News and Writing on Art and Art History July 28, 2020

News and Writing on Art and Art History July 28

Katrina Grant

Ostrich Plume preparation - the subject of an interesting blog piece by Angus Trumble.

News

I know I already posted a link to Joanna Mendelssohn’s excellent article in The Conversation Save art history: why La Trobe needs to support cultural life in Australia, but I felt it deserved a second posting. Don’t forget to leave your comment in support and don’t forget the La Trobe petition. If you haven’t signed it, do so this weekend!

Art fairs are becoming increasingly important aspects of the international art scene… It’s part of an international trend towards an increasingly globalised art market that takes in collectors, dealers and galleries from Asia and the Middle East, as well as the traditional metropoles of contemporary high art in New York, Los Angeles and London.’ Ben Eltham’s article in Crikey on the Melbourne Art Fair, which is about to open in the Royal Exhibition Buildings.

New York Times article on the forgeries - now ‘reproductions’ - of Ken Perenyi who was ‘pushed’ by the FBI to shift from producing fakes that were sold as the real thing to creating reproductions for ‘Palm Beach decorators, antiques dealers, professionals, business executives and others who want the look of cultured gentility without the price tag.’

The fine art of being a curator - ‘The profession of curator has grown rapidly in cachet. The word itself has seeped into the language, a little too deeply. (“Curate yourFacebook profile like you curate your life,” a social media blog counseled recently.)’

A grant from Qatar to the British Library means that more than half a million pages of Arabic manuscripts and East India Company archives will go online.

Why spend $20 000 creating an app for the users of just one device when you could make a better website for everyone? Jim Richardson on why ‘arts organisations should take a step back from apps and first consider how their website is working on the smaller screen of these devices.’

How involved are art historians in the possibilities of digital art history? Transitioning to a Digital World: Art History, its Research Centers, and Digital Scholarship - Diane M. Zorich.

In a positive move the AHRC in the UK have created a £2 million research council programme that aims to identify the non-economic benefits of culture. Geoffrey Crossick, who will dircet the programme, states that arts and cultural ares and disciplines need to be able to “talk with more confidence about what culture does in terms of bringing value to individuals and society, rather than automatically fashioning arguments on the basis of what others want to hear us say. The lack of such arguments was felt most keenly around the time of government spending reviews, when arts and culture and those academic disciplines that support them are asked to justify the spending on them.” Would be great to see similar moves here in Australia.

A new federal law to protect works of art and artefacts on loan to exhibitions in Australia from seizure.

‘Who is making money in art?
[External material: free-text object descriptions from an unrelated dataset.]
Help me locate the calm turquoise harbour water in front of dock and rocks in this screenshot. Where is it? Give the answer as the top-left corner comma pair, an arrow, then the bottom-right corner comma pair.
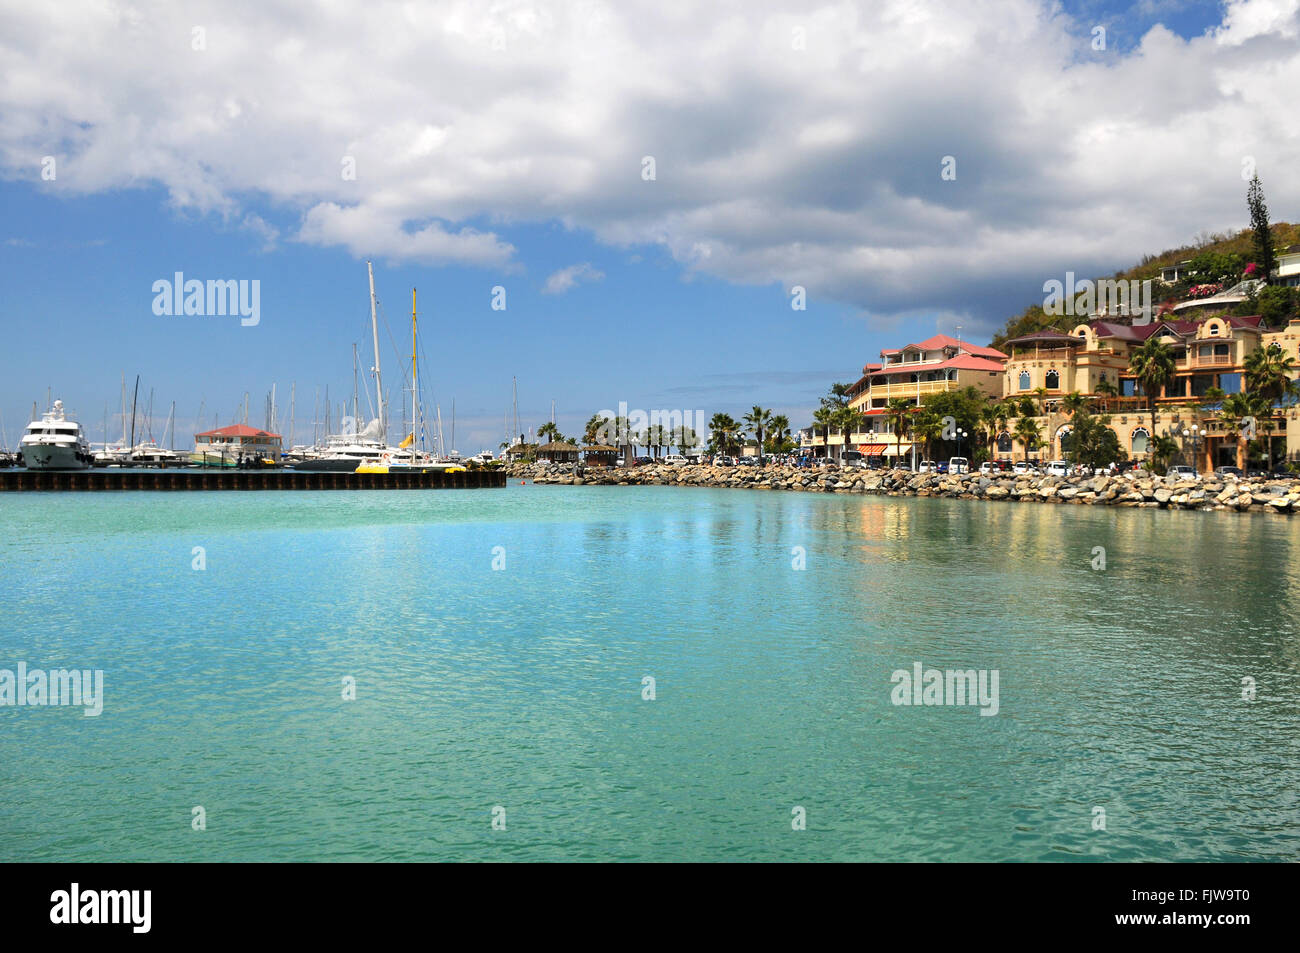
0,485 -> 1300,861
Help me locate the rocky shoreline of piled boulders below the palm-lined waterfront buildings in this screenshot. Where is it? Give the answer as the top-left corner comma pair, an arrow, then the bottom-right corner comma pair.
506,463 -> 1300,514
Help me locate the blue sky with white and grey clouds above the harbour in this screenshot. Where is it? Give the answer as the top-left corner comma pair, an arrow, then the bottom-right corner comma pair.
0,0 -> 1300,452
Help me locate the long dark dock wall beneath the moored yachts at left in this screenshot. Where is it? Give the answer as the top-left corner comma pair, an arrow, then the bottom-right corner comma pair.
0,467 -> 506,493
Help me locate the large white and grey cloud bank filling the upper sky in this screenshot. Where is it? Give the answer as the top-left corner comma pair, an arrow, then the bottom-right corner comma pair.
0,0 -> 1300,330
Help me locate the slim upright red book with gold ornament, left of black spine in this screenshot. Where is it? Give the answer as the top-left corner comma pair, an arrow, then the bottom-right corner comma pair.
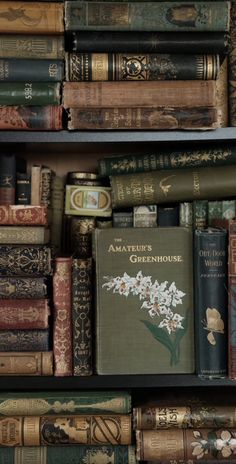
53,257 -> 72,377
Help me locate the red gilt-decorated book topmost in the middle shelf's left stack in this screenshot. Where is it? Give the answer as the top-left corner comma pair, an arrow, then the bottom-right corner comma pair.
0,205 -> 48,226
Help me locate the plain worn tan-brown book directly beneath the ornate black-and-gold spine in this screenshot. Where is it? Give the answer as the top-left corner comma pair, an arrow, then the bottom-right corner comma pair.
62,80 -> 216,108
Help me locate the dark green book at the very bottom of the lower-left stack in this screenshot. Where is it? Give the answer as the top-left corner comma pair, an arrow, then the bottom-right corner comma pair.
0,445 -> 137,464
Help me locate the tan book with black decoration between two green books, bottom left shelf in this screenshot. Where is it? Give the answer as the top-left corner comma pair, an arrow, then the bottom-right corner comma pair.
0,414 -> 132,446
Everyone but the artists‘.

Ever wondered about the history of the ostrich plume in fashion? Angus Trumble has two fascinating blog entries  (second here) about the trade and very involved production of ostrich plumes for the Edwardian market, I also guarantee this is also the only place you will read the phrase ‘a secret, state-supported Trans-Saharan Ostrich Expedition.’

Apparently a bizarre rumour has taken hold, mainly in the States, that the new Islamist Egyption government plans to destroy the pyramids.

Michael Brand, the ex-director of the Getty (and current director at AGNSW) on why he was forced to leave the Getty.

An announcement by archaeologists that they had discovered medieval undergarments made the rounds of the media mainly with headlines such as ‘Medieval Bras!’ A more considered piece by Mel Campbell suggests we should be careful not to assume that bras were an inevitable creation that now have an earlier ‘invention date’.

Calls for Papers

British Society for Eighteenth-Century Studies annual conference (January3-4, 2013, Oxford) - deadline Septmber 30th.

Making Space for Festival, 1400-1700. Interactions of Architecture and Performance in Late Medieval and Early Modern Festivals (Venice, March 2013) - deadline 15th October.

Devils and Dolls: Dichotomous Depictions of ‘The Child’ (Oxford, 2013) - deadline 31st August.

‘Re-visioning the Brontës’ (Leeds, January 2013) - deadline 28th September.

Jobs and Funding

Senior Lecturer in Art (Painting), VCAM, University of Melbourne - closes 26th August.

Research Assistant at the Kunshistorisches Institut in Florence - applicants must be enrolled in PhD programs - deadline August 15th.

Senior Research Fellow at the Centre for the History of Emotions, Melbourne University - deadline 19th August.

Postdoctoral Fellow at the at the Centre for the History of Emotions, Melbourne University - deadline 19th August.

Early Career International Research Fellowships at the Centre for the History of Emotions (for scholars working at universities outside Australia) - deadline 20th August.